As we reported earlier today, in an interview with the London Telegraph, Major General Antonio Taguba, the former army officer who conducted an inquiry into the Abu Ghraib jail in Iraq, confirmed the details of his original army report, that the unreleased photos showed rape and sexual abuse of women and minors.

“At least one picture shows an American soldier apparently raping a female prisoner while another is said to show a male translator raping a male detainee,” reports the Telegraph, adding, “Further photographs are said to depict sexual assaults on prisoners with objects including a truncheon, wire and a phosphorescent tube.”

Taguba also verified the credibility of eyewitness statements from other detainees that described an American-Egyptian male translator in uniform raping teenage boys.

“These pictures show torture, abuse, rape and every indecency,” Taguba told the Telegraph.

Taguba was only reiterating the results of a 2004 military investigation into the torture scandal, which he was appointed to undertake by CENTCOM, and yet the Pentagon and the White House have today laughably attempted to deny the facts of their own internal investigation.

The government is trying to pull off a crude bait and switch ploy in claiming that certain photos they considered for release but decided to keep private do not show the rape of women and children. The facts of Taguba’s military report detail that rapes did occur and they were photographed by other prison guards. By claiming that a certain restricted selection of photos do not show rape, the government is trying to enforce the notion that no rapes occurred whatsoever.

They are also setting up a strawman argument by blaming British newspapers and in particular the London Telegraph for falsely reporting that the photos show rape, without mentioning the fact that the newspapers are merely reporting what the military’s own investigator, U.S. Army Major General Antonio Taguba, told them was in the official military report into the torture scandal.

It’s a crude con game that a 5-year-old could pull apart.

Pentagon spokesman Bryan Whitman said the Daily Telegraph newspaper had shown “an inability to get the facts right,” reports Reuters.

How can they get the facts wrong when they are merely relaying what CENTCOM’s own appointed investigator told them?

“That news organization has completely mischaracterized the images,” Whitman told reporters. “None of the photos in question depict the images that are described in that article.”

Again, in framing the issue in this context, the Pentagon is attempting to absolve itself and discredit the fact that U.S. prison guards did rape women and minors, a subject that is only now getting wide coverage, much to the chagrin of the criminally complicit Obama administration, despite it being explained in black and white in Taguba’s military report over five years ago.

Taguba merely confirmed to the Telegraph what was in his original report, eyewitness statements from other detainees that described an American-Egyptian male translator in uniform raping teenage boys, while others took pictures.

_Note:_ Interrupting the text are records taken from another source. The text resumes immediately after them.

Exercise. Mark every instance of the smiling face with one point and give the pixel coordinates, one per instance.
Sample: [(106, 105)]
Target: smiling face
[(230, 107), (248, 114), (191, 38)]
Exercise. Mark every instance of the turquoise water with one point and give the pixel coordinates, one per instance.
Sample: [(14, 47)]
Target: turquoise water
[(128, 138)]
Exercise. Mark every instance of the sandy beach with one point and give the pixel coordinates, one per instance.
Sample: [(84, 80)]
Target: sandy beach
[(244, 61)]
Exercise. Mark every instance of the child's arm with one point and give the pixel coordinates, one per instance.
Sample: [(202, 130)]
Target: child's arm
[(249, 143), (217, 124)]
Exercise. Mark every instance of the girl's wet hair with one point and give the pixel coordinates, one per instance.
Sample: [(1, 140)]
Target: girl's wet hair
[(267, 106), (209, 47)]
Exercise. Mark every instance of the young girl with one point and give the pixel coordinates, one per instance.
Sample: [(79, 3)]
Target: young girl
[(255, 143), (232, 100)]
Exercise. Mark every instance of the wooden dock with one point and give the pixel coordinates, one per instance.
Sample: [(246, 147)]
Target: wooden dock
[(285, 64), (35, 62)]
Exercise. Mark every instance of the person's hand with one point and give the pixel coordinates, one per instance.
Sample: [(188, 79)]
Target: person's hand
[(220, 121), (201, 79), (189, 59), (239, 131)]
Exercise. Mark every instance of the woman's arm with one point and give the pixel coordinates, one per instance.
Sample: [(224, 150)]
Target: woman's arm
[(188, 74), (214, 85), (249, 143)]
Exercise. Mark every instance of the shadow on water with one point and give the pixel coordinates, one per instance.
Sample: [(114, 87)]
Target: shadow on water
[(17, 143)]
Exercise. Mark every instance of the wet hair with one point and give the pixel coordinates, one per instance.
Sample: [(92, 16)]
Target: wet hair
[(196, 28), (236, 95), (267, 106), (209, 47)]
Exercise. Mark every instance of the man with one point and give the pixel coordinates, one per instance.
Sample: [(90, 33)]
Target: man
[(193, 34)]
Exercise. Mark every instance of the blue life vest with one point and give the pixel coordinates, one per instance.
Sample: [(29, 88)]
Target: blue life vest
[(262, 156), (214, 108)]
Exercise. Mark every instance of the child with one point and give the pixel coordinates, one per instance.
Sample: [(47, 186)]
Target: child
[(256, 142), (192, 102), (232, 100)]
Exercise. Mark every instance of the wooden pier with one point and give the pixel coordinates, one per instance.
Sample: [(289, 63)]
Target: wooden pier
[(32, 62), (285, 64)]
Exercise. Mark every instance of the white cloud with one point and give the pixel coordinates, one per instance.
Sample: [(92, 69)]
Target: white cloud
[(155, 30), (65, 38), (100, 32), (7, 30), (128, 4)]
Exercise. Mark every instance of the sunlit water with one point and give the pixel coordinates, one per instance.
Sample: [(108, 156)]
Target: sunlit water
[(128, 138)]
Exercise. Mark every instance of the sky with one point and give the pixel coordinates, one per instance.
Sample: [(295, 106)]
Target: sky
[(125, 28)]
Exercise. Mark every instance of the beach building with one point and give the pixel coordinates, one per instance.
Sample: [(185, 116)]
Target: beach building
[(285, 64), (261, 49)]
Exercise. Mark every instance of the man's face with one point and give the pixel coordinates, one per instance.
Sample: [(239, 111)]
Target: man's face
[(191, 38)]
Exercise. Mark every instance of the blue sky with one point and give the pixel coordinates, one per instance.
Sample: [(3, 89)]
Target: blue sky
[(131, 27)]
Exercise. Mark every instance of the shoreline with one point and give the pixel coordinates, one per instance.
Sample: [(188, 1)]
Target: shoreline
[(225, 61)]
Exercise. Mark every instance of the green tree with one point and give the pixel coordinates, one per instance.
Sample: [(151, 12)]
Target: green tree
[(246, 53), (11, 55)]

Among the graphic statements, which were later released under US freedom of information laws, is that of Kasim Mehaddi Hilas in which he says: “I saw [name of a translator] ******* a kid, his age would be about 15 to 18 years. The kid was hurting very bad and they covered all the doors with sheets. Then when I heard screaming I climbed the door because on top it wasn’t covered and I saw [name] who was wearing the military uniform, putting his **** in the little kid’s ***…. and the female soldier was taking pictures.”

Further details were also made public by New Yorker investigative journalist Seymour Hersh, who in July 2004 told an ACLU conference,

“Some of the worst things that happened you don’t know about, okay?” said Hersh. “Videos, there are women there. Some of you may have read that they were passing letters out, communications out to their men. This is at Abu Ghraib … The women were passing messages out saying ‘Please come and kill me, because of what’s happened’ and basically what happened is that those women who were arrested with young boys, children in cases that have been recorded. The boys were sodomized with the cameras rolling. And the worst above all of that is the soundtrack of the boys shrieking that your government has. They are in total terror. It’s going to come out.”

White House spokesman Robert Gibbs similarly chastised the Telegraph for quoting the military’s own investigator, stating that the “article is wrong and mischaracterizes the photos that are in question.”

Asked if he had actually seen the photos, Gibbs replied, “I have not seen the photos,” proving that his phony righteousness was not based on reality but what he had been told to say by his bosses.

In perpetrating this charade, the Obama White House is merely advancing its mission to protect Bush officials and CIA agents from prosecution for torture and sexual abuse. As we have discovered, this is because top Democrats like Nancy Pelosi are complicit in the illegal torture program because they gave their approval for it to be instituted in the first place.